Maigret in Montmartre
implores her to tell him everything, even if it gives him pain. He asks what she was doing the day before, what men she met. There’s a lot about one of the musicians at the Casino, whom he thinks handsome and is terribly afraid of. He wants to know about her past life, too:
    “ I have to have you “all complete ”…
    “And he ends by begging her to marry him.
    “I’ve no letters from her. It looks as though she never wrote to him—just came to see him, or telephoned. In one of his last letters, writing again about his age, he says:
    “ I ought to have understood that that beautiful body of yours has cravings that I cannot satisfy. The thought is agony to me; whenever it comes into my mind, I feel as if I should die of torment. But I would rather share you than do without you altogether. I swear I will never blame you, or make scenes. You shall be as free as you are now, and your old husband will sit quietly in his corner, waiting for you to bring him a little happiness .”
    Lapointe blew his nose.
    “They went to Capri to get married, I don’t know why. There was no marriage settlement, but they had a joint bank account. For a few months they travelled about, visiting Constantinople and Cairo; then they spent some weeks at a big hotel in the Champs-Elysées—I came across the hotel bills.”
    “When did he die?”
    “The police at Nice were able to give me all the particulars. It was barely three years after the marriage. They had been living at The Oasis for several months. They used to be seen driving in a big closed car with a chauffeur, going to the Casinos of Monte Carlo, Cannes, and Juan-les-Pins. She was magnificently dressed and covered with jewels.
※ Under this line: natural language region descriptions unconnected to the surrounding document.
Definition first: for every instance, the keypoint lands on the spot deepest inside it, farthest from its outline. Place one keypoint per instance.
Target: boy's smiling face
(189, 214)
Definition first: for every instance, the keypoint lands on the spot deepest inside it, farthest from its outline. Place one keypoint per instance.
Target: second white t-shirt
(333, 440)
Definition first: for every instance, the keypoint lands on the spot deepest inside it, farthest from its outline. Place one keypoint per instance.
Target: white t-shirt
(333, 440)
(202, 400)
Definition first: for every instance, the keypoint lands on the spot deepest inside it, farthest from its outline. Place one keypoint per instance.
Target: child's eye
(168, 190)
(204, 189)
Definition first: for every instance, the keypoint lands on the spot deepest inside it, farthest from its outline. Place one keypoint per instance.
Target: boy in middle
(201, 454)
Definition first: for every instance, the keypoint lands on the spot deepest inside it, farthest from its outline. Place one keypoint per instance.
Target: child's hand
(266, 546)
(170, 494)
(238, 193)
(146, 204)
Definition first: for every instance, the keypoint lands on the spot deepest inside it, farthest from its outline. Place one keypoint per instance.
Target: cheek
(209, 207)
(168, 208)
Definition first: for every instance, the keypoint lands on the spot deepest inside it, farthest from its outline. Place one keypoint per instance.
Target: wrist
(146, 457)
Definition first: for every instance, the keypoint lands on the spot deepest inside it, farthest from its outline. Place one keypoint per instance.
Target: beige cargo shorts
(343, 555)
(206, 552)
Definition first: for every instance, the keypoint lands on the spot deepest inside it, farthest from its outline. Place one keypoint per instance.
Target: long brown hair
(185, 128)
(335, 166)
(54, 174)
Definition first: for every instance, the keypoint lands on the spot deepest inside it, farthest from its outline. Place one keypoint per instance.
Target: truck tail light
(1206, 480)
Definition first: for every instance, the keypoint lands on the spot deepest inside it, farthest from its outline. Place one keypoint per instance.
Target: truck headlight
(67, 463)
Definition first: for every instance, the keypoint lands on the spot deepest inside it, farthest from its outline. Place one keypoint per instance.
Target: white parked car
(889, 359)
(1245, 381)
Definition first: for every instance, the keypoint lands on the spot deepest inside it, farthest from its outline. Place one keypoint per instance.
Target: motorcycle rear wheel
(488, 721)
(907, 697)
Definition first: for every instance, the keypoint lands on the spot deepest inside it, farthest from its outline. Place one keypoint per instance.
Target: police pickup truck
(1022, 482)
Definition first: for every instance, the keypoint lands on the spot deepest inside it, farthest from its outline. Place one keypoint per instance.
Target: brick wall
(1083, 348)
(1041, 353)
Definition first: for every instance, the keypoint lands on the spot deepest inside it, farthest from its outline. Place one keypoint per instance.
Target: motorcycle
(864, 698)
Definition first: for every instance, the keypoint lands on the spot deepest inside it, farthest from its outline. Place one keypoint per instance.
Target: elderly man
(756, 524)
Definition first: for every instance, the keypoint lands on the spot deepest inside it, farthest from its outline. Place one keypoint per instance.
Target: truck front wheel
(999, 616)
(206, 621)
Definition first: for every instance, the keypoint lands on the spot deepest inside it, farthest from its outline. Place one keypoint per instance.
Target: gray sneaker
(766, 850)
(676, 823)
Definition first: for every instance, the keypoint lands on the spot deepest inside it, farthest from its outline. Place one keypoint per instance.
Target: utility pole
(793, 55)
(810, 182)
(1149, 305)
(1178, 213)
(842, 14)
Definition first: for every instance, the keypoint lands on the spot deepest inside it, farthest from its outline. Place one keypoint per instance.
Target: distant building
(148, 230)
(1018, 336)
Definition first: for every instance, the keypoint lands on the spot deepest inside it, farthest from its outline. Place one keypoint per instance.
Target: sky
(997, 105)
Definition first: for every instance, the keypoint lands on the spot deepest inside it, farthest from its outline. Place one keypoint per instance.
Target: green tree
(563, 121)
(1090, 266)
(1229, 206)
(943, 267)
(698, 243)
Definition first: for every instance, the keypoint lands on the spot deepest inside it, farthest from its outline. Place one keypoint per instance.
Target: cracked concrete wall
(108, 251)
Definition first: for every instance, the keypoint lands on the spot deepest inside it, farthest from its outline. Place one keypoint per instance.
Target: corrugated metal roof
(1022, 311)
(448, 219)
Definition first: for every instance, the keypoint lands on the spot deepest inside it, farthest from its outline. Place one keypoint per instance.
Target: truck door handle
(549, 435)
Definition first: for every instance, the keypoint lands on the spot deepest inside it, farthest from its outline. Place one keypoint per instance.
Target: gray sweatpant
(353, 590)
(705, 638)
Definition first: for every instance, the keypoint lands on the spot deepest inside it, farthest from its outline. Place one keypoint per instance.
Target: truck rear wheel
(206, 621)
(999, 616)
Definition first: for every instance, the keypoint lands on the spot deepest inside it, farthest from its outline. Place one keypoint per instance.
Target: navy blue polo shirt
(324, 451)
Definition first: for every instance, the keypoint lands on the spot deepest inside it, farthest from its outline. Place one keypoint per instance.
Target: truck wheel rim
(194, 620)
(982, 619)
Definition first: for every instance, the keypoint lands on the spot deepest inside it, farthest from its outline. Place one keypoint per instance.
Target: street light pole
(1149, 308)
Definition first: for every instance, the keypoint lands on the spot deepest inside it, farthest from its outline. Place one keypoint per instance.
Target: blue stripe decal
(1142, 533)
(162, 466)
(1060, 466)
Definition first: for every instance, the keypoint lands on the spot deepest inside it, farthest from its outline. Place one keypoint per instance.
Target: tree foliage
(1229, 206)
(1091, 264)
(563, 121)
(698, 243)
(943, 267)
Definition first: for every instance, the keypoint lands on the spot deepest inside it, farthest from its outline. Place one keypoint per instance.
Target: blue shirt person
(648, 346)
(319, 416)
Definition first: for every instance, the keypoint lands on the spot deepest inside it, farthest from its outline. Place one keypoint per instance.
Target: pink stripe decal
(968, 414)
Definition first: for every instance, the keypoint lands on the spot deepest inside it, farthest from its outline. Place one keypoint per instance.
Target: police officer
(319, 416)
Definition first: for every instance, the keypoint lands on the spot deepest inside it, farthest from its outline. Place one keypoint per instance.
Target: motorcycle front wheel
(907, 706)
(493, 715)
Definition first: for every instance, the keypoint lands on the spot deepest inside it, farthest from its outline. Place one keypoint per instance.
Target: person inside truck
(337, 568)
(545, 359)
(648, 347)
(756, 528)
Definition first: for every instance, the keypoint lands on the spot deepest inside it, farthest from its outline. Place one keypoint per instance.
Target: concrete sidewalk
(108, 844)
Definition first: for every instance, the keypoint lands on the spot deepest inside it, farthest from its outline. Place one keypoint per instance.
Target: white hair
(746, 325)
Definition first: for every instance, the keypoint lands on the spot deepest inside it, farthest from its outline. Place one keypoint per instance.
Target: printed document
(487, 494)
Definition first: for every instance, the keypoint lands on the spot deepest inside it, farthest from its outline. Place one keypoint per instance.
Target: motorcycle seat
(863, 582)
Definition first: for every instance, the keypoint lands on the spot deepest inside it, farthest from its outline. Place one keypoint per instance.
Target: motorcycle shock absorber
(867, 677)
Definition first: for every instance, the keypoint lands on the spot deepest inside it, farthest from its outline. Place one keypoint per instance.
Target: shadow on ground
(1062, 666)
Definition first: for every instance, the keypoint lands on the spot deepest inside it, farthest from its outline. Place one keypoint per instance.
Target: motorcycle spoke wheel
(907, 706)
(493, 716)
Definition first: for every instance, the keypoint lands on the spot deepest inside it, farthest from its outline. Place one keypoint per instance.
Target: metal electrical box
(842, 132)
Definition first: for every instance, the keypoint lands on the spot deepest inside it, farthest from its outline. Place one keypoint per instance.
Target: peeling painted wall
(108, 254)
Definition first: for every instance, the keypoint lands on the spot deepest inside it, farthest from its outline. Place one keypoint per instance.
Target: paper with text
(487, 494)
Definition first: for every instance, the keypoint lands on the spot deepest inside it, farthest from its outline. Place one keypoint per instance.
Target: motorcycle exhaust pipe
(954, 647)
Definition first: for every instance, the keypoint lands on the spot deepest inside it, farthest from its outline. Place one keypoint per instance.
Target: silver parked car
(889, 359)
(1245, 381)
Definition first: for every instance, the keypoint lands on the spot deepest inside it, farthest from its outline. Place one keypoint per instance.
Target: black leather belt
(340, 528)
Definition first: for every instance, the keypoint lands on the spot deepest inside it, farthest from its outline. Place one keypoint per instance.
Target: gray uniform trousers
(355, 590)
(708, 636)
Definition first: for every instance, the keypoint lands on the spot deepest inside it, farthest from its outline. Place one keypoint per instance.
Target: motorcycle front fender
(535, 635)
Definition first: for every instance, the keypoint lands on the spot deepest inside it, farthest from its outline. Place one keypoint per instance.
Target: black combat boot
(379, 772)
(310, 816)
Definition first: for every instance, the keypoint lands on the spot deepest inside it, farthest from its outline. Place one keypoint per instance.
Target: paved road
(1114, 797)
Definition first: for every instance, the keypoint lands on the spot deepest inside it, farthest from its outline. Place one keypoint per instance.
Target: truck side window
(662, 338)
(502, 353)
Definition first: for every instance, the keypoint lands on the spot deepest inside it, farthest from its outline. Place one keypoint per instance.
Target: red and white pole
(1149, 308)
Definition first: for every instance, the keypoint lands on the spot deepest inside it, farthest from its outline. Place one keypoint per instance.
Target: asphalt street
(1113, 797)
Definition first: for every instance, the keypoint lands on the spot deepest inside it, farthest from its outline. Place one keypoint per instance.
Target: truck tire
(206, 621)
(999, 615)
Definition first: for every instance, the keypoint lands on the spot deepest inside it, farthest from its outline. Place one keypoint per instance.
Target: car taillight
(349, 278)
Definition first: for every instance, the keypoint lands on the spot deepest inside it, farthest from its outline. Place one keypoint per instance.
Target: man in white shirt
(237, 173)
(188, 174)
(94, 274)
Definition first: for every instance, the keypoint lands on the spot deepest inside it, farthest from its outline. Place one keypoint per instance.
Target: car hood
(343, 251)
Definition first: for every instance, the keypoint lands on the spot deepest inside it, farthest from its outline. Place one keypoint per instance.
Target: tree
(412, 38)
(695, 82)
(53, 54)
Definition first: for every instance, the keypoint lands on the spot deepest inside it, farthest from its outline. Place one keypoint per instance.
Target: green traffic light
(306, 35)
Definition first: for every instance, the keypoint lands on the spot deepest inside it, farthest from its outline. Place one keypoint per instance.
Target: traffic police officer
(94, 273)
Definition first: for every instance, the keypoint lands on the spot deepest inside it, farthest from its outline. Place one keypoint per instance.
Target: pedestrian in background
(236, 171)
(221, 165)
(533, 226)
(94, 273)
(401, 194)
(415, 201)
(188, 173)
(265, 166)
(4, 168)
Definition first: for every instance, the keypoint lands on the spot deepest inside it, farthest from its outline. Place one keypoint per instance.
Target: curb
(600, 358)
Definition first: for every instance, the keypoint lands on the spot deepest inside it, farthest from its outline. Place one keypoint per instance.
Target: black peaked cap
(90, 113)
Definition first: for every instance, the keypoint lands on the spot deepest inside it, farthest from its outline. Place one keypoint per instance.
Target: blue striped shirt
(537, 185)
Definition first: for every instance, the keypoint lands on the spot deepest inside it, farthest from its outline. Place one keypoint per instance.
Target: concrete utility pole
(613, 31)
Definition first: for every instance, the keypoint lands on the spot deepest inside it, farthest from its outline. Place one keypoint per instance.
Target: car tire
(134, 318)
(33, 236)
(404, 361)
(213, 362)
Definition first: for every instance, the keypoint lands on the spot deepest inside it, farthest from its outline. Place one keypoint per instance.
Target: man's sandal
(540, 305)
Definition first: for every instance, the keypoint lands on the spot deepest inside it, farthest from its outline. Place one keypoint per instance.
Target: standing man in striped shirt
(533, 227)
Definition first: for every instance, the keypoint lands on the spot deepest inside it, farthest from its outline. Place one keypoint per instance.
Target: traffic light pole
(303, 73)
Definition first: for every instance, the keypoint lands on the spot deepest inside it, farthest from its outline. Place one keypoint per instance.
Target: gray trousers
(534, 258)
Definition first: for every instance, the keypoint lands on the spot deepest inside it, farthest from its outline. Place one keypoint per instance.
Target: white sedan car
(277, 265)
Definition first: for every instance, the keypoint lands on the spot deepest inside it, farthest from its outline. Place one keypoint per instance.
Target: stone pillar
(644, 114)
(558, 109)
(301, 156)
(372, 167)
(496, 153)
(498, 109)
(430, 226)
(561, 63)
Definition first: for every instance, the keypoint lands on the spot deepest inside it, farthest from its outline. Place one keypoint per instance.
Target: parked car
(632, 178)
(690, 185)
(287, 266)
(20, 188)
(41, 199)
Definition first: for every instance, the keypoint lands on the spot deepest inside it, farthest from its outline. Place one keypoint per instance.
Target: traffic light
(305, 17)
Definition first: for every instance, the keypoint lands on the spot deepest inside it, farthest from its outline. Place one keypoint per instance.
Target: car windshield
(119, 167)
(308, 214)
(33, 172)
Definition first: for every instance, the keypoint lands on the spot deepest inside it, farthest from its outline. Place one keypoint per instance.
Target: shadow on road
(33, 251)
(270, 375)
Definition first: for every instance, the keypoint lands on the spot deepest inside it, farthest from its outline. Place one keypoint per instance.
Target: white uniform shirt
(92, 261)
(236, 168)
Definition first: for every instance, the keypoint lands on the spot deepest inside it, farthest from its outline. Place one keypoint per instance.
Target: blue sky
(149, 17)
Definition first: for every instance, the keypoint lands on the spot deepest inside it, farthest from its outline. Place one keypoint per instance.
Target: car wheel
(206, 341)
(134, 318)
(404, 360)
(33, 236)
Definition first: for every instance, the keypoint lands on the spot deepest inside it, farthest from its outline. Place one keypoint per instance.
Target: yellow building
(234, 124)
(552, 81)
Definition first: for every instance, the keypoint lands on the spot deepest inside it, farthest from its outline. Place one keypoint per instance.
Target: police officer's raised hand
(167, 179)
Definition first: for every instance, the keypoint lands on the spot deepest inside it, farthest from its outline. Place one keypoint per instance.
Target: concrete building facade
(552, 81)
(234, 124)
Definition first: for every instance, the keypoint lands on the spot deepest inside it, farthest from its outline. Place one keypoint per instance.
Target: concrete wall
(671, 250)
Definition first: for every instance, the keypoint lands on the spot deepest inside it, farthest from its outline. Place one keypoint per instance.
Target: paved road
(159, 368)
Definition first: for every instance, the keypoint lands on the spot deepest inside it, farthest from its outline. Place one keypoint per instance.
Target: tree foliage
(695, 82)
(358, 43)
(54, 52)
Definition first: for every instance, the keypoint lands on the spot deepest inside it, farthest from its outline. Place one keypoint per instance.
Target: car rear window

They caused a sensation wherever they went, for she could hardly fail to attract attention and she always had her husband in tow—a small, shrivelled man with a little white beard and a monocle. People used to call him “the rat”.
    “She gambled heavily, flirted openly, and was thought to have several love-affairs.
    “He would wait, like her shadow, till the early hours of the morning, with a resigned smile.”
    “How did he die?”
    “Nice is sending you the report by post, for there was an inquest. The Oasis stands on the Corniche, and has a terrace, fringed with palms, below which there’s a sheer drop of about three hundred feet. Most of the places round there are like that.
    “The Count’s body was found one morning, lying at the foot of the precipice.”
    “Had he been drinking?”
    “He was on a diet. His doctor said he was apt to get fits of dizziness, because of some medicines he had to take.”
    “Did he and his wife share a room?”
    “No, they had separate suites. The previous evening they’d been to the Casino, as usual, getting back about three in the morning, which was unusually early for them. The Countess was tired. She explained frankly to the police that it was the bad time of the month for her, and she used to have a lot of pain. She went to bed at once. The Count, according to the chauffeur, went first of all to the library, which had a french window opening on to the terrace. He used to do that when he couldn’t sleep—he was a bad sleeper. The theory was that he’d gone outside for air, and sat down on the stone balustrade of the terrace. It was his favourite place, because there’s a view from there of the Baie des Anges, the lights of Nice, and a long stretch of coast.
    “There were no signs of violence on the body when it was found, and no trace of poison was discovered at the autopsy.”
    “What happened to her after that?”
    “She had to cope with a young nephew who turned up from Austria to dispute the will, and it was nearly two years before she won the case. She went on living at Nice, at The Oasis. She entertained a great deal—the house was very gay, and drinking went on till all hours. Very often the guests slept there, and the fun began again as soon as they woke up.